You try to handwave this away with "poorly architected is poorly architected" but... I don't think you can say that and say you don't get the backlash in the same sentence.

You describe that as "all those problems go away" but they don't go away for free! Nor do I agree that they're worth the cost of unfamiliar tooling in most cases, anyway.

They only go away if you get the architecture right, and the monorepo does not have inherent architectural guardrails against getting it wrong. That's the big difference between the hype and the reality.

You can easily get independently-deployed services sharing code in ugly tangled ways. Weird weird ugly crap done because service A just isn't ready to upgrade to the new version of library B even though service C needs it for a new feature, instead of just keeping service A on the previous version of a published artifact for longer. Sometimes that sort of thing is billed as a good thing - "force the team to update all their consumers before making breaking changes" - but in practice you get hacks and weird workarounds.

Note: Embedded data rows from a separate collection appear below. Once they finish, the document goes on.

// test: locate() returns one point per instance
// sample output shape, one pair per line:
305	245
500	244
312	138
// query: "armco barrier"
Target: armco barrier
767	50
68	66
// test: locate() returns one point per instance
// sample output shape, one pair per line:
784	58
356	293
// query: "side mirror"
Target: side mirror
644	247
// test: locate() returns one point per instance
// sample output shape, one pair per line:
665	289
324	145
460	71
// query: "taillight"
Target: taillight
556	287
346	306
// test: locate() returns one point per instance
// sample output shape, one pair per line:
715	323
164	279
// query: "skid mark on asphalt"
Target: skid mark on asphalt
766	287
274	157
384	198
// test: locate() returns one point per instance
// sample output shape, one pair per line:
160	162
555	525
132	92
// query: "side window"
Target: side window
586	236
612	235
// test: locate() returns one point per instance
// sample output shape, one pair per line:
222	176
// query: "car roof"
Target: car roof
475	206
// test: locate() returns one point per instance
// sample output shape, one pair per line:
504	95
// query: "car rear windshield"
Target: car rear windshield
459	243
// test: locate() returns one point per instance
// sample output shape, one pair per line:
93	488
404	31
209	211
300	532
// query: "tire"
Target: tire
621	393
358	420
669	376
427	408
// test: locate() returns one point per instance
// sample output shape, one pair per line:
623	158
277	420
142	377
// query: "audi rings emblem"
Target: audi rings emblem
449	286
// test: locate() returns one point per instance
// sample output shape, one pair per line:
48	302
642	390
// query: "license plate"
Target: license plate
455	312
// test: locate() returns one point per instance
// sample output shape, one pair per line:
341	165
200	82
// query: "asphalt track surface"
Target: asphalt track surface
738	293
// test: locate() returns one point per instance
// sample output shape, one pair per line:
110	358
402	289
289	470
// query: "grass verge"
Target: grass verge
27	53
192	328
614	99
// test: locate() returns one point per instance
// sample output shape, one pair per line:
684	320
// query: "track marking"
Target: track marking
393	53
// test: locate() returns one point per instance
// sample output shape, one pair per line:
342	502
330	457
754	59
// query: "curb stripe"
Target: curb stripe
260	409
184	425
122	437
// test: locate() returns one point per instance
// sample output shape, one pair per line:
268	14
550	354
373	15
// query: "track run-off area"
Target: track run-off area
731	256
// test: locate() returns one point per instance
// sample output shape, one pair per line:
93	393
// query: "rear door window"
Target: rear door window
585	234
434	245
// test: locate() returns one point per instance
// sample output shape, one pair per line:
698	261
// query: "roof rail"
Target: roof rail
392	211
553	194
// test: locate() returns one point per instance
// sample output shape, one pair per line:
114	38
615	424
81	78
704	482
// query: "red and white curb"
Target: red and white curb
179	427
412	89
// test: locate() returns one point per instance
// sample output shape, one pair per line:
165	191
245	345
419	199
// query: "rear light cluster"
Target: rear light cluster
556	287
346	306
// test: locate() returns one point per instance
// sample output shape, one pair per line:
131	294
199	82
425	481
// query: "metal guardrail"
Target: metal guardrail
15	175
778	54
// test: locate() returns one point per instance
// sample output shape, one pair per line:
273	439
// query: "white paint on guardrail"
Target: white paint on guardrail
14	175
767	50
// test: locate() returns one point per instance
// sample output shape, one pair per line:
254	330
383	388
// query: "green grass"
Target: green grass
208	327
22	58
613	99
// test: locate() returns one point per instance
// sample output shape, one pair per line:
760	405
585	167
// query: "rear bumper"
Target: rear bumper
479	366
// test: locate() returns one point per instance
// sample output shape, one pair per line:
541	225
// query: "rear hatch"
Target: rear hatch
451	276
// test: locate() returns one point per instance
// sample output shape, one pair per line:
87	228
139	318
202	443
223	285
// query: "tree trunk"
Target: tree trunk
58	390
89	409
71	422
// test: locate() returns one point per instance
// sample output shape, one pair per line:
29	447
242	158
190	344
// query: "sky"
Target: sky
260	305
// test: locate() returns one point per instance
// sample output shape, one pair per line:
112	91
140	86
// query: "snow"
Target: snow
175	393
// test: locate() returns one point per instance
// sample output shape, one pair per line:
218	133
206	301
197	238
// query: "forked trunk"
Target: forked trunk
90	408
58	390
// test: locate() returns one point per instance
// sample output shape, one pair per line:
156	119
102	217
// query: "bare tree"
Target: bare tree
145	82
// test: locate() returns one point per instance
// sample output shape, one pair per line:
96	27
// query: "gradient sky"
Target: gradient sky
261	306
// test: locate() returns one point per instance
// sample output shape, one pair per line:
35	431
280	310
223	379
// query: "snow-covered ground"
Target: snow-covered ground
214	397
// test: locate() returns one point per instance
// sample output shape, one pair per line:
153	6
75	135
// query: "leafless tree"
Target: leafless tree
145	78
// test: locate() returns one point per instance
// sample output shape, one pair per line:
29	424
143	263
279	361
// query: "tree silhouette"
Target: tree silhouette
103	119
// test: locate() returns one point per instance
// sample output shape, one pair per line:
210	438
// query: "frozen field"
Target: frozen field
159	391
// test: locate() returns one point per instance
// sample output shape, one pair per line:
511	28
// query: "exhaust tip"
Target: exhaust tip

Weird compilation or runtime errors because this team wanted to use a different JVM language in this part than this other team did in that part, and the tooling got super confused.

"Just use bazel from day 1 and make sure separation of concerns is good" and so on and so on - sure, sure, sure. But now we're not talking monorepos, we're talking specific tooling too. And every layer of doing it differently you add is another chance to fuck up.